Army’s Approach to Drug Treatment Criticized

    While more returning U.S. soldiers struggle with addiction to painkillers prescribed by Army doctors to treat their combat injuries, the U.S. Army’s approach to treating addicted soldiers is drawing increasing criticism, the Associated Press reported Jan. 21.

    In the six years since the start of the war in Iraq, use of legal painkillers like Percocet, Vicodin, and OxyContin by injured troops has increased nearly 70 percent. Surveys reveal that more soldiers are struggling with prescription drug addiction and are seeking help from Army doctors and counselors.

    But some critics say that the military system that historically relies on discipline as well as treatment is mishandling their charge.
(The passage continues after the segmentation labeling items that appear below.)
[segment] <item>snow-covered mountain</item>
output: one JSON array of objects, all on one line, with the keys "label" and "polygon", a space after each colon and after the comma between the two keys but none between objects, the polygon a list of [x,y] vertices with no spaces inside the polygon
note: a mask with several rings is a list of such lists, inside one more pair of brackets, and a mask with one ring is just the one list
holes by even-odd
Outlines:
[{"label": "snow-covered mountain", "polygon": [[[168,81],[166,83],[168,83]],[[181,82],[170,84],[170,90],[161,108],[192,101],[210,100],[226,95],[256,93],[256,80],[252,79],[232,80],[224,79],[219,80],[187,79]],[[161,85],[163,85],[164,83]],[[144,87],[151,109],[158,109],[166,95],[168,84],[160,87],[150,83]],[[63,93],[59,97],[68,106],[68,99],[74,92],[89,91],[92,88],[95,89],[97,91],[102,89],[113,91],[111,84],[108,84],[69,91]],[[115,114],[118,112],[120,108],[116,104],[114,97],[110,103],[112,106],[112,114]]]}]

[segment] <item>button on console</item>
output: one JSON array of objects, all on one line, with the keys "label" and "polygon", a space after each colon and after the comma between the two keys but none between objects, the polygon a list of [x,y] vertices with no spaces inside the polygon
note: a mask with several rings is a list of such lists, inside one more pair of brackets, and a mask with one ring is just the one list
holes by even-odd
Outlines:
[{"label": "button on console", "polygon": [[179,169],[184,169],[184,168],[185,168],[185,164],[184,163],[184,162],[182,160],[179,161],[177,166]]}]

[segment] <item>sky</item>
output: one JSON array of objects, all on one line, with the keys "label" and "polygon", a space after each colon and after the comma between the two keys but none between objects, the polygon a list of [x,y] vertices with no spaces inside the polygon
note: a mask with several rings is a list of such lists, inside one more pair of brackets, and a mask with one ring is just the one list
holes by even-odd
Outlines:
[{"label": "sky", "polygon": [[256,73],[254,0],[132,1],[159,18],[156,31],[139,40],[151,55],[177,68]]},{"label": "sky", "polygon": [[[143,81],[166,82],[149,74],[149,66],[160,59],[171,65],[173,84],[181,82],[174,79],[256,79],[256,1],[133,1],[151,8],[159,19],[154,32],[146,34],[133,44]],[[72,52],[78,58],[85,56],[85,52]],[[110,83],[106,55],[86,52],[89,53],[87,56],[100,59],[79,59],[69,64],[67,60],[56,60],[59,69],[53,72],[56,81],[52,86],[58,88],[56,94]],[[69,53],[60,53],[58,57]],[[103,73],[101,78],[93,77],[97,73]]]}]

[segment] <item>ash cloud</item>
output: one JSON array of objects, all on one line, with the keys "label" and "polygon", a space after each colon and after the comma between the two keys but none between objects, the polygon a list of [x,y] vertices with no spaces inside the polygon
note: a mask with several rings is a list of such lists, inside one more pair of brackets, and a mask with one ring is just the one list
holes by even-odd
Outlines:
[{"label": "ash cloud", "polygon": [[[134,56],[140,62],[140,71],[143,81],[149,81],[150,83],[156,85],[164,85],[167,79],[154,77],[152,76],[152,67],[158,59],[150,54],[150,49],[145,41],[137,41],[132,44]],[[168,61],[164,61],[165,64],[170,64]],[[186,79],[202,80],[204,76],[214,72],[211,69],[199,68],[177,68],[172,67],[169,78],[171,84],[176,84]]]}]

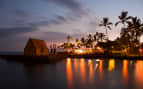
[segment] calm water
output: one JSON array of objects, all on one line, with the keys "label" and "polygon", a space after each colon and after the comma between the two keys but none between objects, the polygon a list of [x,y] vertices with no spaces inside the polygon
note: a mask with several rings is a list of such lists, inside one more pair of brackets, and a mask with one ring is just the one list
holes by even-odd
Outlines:
[{"label": "calm water", "polygon": [[0,60],[0,89],[143,89],[143,61],[70,59],[56,64]]}]

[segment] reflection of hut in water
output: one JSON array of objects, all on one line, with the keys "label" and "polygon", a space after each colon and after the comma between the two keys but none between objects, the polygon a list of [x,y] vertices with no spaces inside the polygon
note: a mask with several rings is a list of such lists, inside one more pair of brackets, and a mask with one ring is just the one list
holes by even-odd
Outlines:
[{"label": "reflection of hut in water", "polygon": [[49,54],[49,50],[44,40],[30,38],[24,48],[24,55],[44,56],[48,54]]}]

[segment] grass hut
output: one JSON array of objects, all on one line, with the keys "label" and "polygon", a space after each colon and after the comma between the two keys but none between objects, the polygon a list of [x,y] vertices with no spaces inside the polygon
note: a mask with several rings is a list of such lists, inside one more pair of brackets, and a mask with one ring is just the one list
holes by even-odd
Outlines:
[{"label": "grass hut", "polygon": [[30,38],[24,48],[24,55],[27,56],[45,56],[48,54],[49,50],[44,40]]}]

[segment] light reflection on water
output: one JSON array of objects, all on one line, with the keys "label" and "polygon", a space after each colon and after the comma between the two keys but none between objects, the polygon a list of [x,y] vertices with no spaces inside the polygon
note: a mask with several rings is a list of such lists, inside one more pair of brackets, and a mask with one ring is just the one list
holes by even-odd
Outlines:
[{"label": "light reflection on water", "polygon": [[0,62],[0,83],[0,89],[143,89],[143,61],[67,58],[56,64]]}]

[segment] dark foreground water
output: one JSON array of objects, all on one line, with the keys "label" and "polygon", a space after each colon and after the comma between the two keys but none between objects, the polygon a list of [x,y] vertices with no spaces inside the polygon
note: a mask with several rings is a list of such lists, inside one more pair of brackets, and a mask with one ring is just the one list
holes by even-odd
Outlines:
[{"label": "dark foreground water", "polygon": [[0,60],[0,89],[143,89],[143,61],[70,59],[56,64]]}]

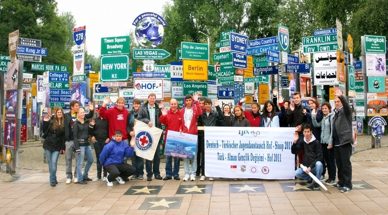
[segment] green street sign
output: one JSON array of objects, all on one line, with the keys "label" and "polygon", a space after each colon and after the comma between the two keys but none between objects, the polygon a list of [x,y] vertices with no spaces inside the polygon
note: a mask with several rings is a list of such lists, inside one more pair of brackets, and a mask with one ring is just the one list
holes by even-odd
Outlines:
[{"label": "green street sign", "polygon": [[67,72],[67,65],[47,64],[46,63],[31,63],[31,70],[32,71],[50,71]]},{"label": "green street sign", "polygon": [[215,43],[215,47],[217,48],[221,48],[222,47],[226,47],[230,46],[230,40],[221,41],[220,42],[217,42]]},{"label": "green street sign", "polygon": [[209,60],[209,45],[195,43],[181,42],[182,59]]},{"label": "green street sign", "polygon": [[163,78],[170,78],[171,77],[171,72],[170,71],[171,65],[155,65],[154,72],[164,72],[164,77]]},{"label": "green street sign", "polygon": [[302,38],[302,45],[337,43],[337,34]]},{"label": "green street sign", "polygon": [[101,57],[100,80],[102,82],[128,81],[129,59],[129,55]]},{"label": "green street sign", "polygon": [[338,43],[337,43],[329,44],[305,45],[303,46],[303,52],[305,53],[326,52],[336,51],[337,49],[338,49]]},{"label": "green street sign", "polygon": [[203,97],[208,96],[208,83],[206,82],[184,82],[183,96],[201,93]]},{"label": "green street sign", "polygon": [[234,81],[234,79],[233,76],[231,77],[221,77],[220,78],[220,83],[225,83],[225,82],[233,82]]},{"label": "green street sign", "polygon": [[68,82],[50,82],[50,89],[69,89],[70,83]]},{"label": "green street sign", "polygon": [[101,55],[129,54],[129,36],[101,38]]},{"label": "green street sign", "polygon": [[385,36],[364,35],[366,53],[386,54]]},{"label": "green street sign", "polygon": [[212,55],[212,57],[213,61],[230,61],[231,63],[233,59],[232,52],[215,53]]},{"label": "green street sign", "polygon": [[133,59],[162,60],[168,57],[171,54],[164,49],[151,48],[134,48]]},{"label": "green street sign", "polygon": [[[232,29],[224,31],[220,31],[220,41],[229,41],[229,38],[230,38],[231,32],[236,32],[236,29]],[[230,45],[229,44],[229,45]]]},{"label": "green street sign", "polygon": [[181,61],[182,60],[182,49],[177,48],[177,60]]},{"label": "green street sign", "polygon": [[50,107],[65,107],[65,102],[50,102]]},{"label": "green street sign", "polygon": [[72,75],[71,83],[83,82],[85,81],[85,75]]}]

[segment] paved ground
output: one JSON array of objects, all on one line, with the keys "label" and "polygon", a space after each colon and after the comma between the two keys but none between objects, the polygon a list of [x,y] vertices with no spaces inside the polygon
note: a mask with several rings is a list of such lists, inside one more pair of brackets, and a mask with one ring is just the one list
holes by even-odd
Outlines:
[{"label": "paved ground", "polygon": [[18,170],[18,180],[0,183],[0,214],[388,214],[388,160],[353,167],[353,191],[327,186],[331,194],[299,180],[154,179],[108,187],[101,181],[66,185],[62,172],[52,187],[48,171]]}]

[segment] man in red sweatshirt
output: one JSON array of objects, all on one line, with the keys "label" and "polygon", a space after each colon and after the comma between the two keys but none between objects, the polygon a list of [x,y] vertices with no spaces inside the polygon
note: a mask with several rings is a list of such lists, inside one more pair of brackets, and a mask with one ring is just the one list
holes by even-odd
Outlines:
[{"label": "man in red sweatshirt", "polygon": [[[180,112],[178,109],[178,102],[175,99],[170,100],[170,110],[166,111],[164,107],[162,107],[162,115],[159,117],[159,121],[166,125],[166,134],[164,135],[164,144],[169,130],[179,131],[180,127]],[[179,177],[179,158],[174,158],[174,170],[172,165],[173,157],[166,156],[166,177],[164,181],[171,180],[172,177],[177,180],[180,180]]]}]

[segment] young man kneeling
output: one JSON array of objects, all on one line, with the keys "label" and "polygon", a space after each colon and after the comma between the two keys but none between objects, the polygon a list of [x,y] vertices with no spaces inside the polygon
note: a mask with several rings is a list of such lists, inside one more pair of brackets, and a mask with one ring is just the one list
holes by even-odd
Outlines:
[{"label": "young man kneeling", "polygon": [[128,178],[136,172],[133,166],[123,161],[124,157],[130,158],[133,156],[135,142],[131,141],[129,147],[122,140],[122,138],[123,132],[116,130],[114,139],[104,147],[100,154],[100,163],[109,173],[106,180],[109,186],[113,186],[115,179],[119,184],[125,184],[123,178]]},{"label": "young man kneeling", "polygon": [[[323,169],[321,161],[322,160],[323,156],[321,143],[319,140],[316,139],[313,135],[310,125],[307,124],[305,124],[302,131],[305,137],[303,140],[299,142],[298,142],[299,139],[298,132],[296,132],[294,134],[294,142],[292,146],[291,146],[291,153],[296,154],[301,150],[304,150],[304,162],[305,165],[308,168],[306,172],[303,171],[302,168],[296,170],[295,171],[295,176],[307,181],[307,185],[311,185],[312,184],[312,179],[308,175],[308,172],[311,172],[315,174],[318,178],[321,177]],[[315,183],[313,187],[315,189],[319,189],[319,185]]]}]

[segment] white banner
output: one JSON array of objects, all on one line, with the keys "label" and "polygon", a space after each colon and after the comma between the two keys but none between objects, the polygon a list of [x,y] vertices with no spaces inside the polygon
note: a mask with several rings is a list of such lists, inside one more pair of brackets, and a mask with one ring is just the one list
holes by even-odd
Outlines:
[{"label": "white banner", "polygon": [[163,130],[155,127],[150,127],[143,122],[135,122],[135,152],[136,155],[152,160],[155,150],[159,150],[159,139]]},{"label": "white banner", "polygon": [[293,179],[294,128],[205,127],[205,174],[228,178]]}]

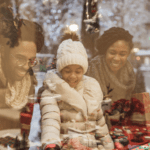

Barbara McDonald, a civilian social worker and Army drug abuse counselor, described the Army’s handling of the recent surge in prescription drug abuse as “a terrible problem,” calling the military’s approach a broken system, as likely to punish or denigrate troops as to treat their addictions.

    A recent court martial and subsequent imprisonment of a soldier in Fort Leonard Wood, Missouri, for illegally buying prescription drugs and selling the pills to eight other soldiers, along with allegations of misconduct and staffing shortages in the Army Substance Abuse Program (ASAP), induced Sen. Claire McCaskill, (D-Mo.) to ask the Secretary of the Army to investigate.

    “Clearly, at Fort Leonard Wood and potentially across the military, they have not prioritized this as a health issue,” McCaskill said. “The culture has traditionally looked at this as a discipline issue.”

    Army officials have defended their treatment approach, even while acknowledging treatment staffing shortages nationally; ASAP is 90 counselors short of required employment levels.

    Chuck Ashbrook, who oversees ASAP prevention and education efforts at Fort Leonard Wood, said counselors pay close attention to links between substance abuse, post-traumatic stress disorder and combat injuries, noting that medical advances have allowed soldiers who might have returned from previous conflicts as casualties to survive with injuries that require stronger pain management.

    Ashbrook also cited historical increases in drug dependency among soldiers during wartime. “We’ve always seen these kinds of problems,” Ashbrook said. “This is not unique.”